Tuesday, October 4, 2011

64 Days Post-Op: Because I felt like posting.


I have found myself with 2 hours of time to waste here on campus since my Philosophy class was cancelled, so blogging is naturally what I have chosen to do with some of this precious free time.  Smooth sailing in the surgery recovery portion of my life - it's hard to believe just a few weeks ago, all of my nutrition came from a rubber tube.  The misery accompanying that level of desperate longing and hunger will haunt me for the rest of my life, I'm sure.  I literally remember looking at other people and nearly hating them for their ability to eat solid food and speak clearly.  It was certainly not healthy emotionally or physically.  And while I was feeling so sorry for myself, I also despised seeing other people pity me as if I had some sort of handicap.  Confusing and contradictory, I know.  BUT...thankfully that bleak period of my life was short-lived and, as much as I hated to admit it at the time, totally survivable.

Profile Shots:





There are still times when I look in the mirror and almost don't recognize myself, especially if I've just seen some of the pictures of the former "me" I have hanging up in my room.  I wonder how long it's going to be before I always know what to expect when I see my reflection...

Also - I will probably be uploading a new video blog tonight if I can find time.  My channel is: http://www.youtube.com/purplescheerchic.

As far as the college scene goes, one major thing I'm realizing is just how innocent and non-rebellious I seem to be in comparison to a large percentage of my peers.  My aversion to the idea of partying with drugs and alcohol makes me an anomaly in this environment.  We've recently begun studying the genetics of psychology in Psych 201 as well, which has triggered me to wonder if I'm genetically predisposed to be this way.   Because I've had plenty of opportunities to experiment, but there is absolutely no appeal to any of it from my perspective. I can not for the life of me decipher why having "fun" that you won't even fully remember the next day is such a popular pursuit among college [and high school] students, especially when novelties like Facebook and YouTube can end up making you look like a complete imbecile because of these habits.

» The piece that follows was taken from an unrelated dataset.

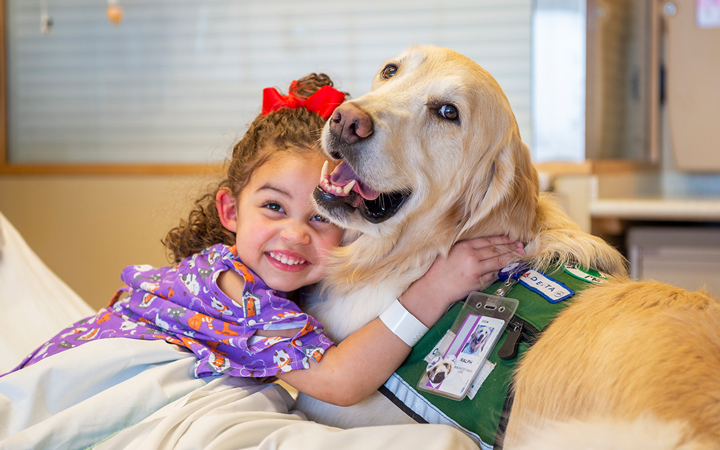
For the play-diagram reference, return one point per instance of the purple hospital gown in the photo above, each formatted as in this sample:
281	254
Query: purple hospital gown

On to more non-ranty subjects.  My fantasy football team is sucking majorly this year...as in I haven't won a single matchup so far.  No matter who I have on the bench, that bench always scores more points than my actual lineup...EVERY TIME.  If I didn't know it to be completely absurd, I'd say the gods of football are completely hardcore trolling me on a weekly basis.  But I've decided to look at this season from a positive perspective: having an inconsistent, imperfect team has made me more open and willing to observe and analyze other specific players constantly -- something I never really had to do last year since my team went undefeated until the very end.  This way I'm not complacently confining my observations to my own team, but instead soaking up information and attaining a broader awareness of a large variety of players.
Also, JP Rosenbaum (winner of Ashley's season of Bachelorette) tweeted this morning that his fantasy team has also yet to win a matchup, so I don't feel TOO bad. :)

I can't go without mentioning the book I'm currently reading as well.  It was so graciously lent to me by my mother and it's called Before I Go To Sleep.  Thus far it has been one of those that toys with your mind and challenges you to put the hidden pieces of the puzzle together before the main character does.  So basically it has been keeping me up at night and overall just driving me up the wall.  I'm convinced there are shady details being kept in the dark and if you've read the book, you understand.  If you haven't, I would highly recommend it.  Definitely a page-turner that I have to force myself to put down at night.

One thing I'm going to start adding to these posts is a list of 10 songs I'm currently addicted to, and they may stay relatively the same from post to post since I tend to obsess over certain songs for long periods of time. Haha, so here's my very first "current song addiction" list (in no particular order):

1. "Fight for You"- Jason Derulo
2. "Do It 2 Me" - Allstar Weekend
3. "What Makes You Beautiful" - One Direction
4. Live "Grenade" cover by One Direction (There are many versions on YouTube, but this is the one I have on my iPod: youtu.be/-ucSyZ8IvOo)
5. "Unbroken" - Demi Lovato
6. "Paradise" - Coldplay
7. "Just In Love" - Joe Jonas
8. "Two Shots" - Lil Wayne
9. "Mirror" - Lil Wayne & Bruno Mars
10. "Lovesick Fool" - The Cab

Ten might not even be enough actually, but I'll leave it at that for now.  I'm a sponge when it comes to music; always on the lookout for song/artist/album suggestions from anyone and anywhere.

Guess that's about all I have for now.  More updates soon! Thanks for reading.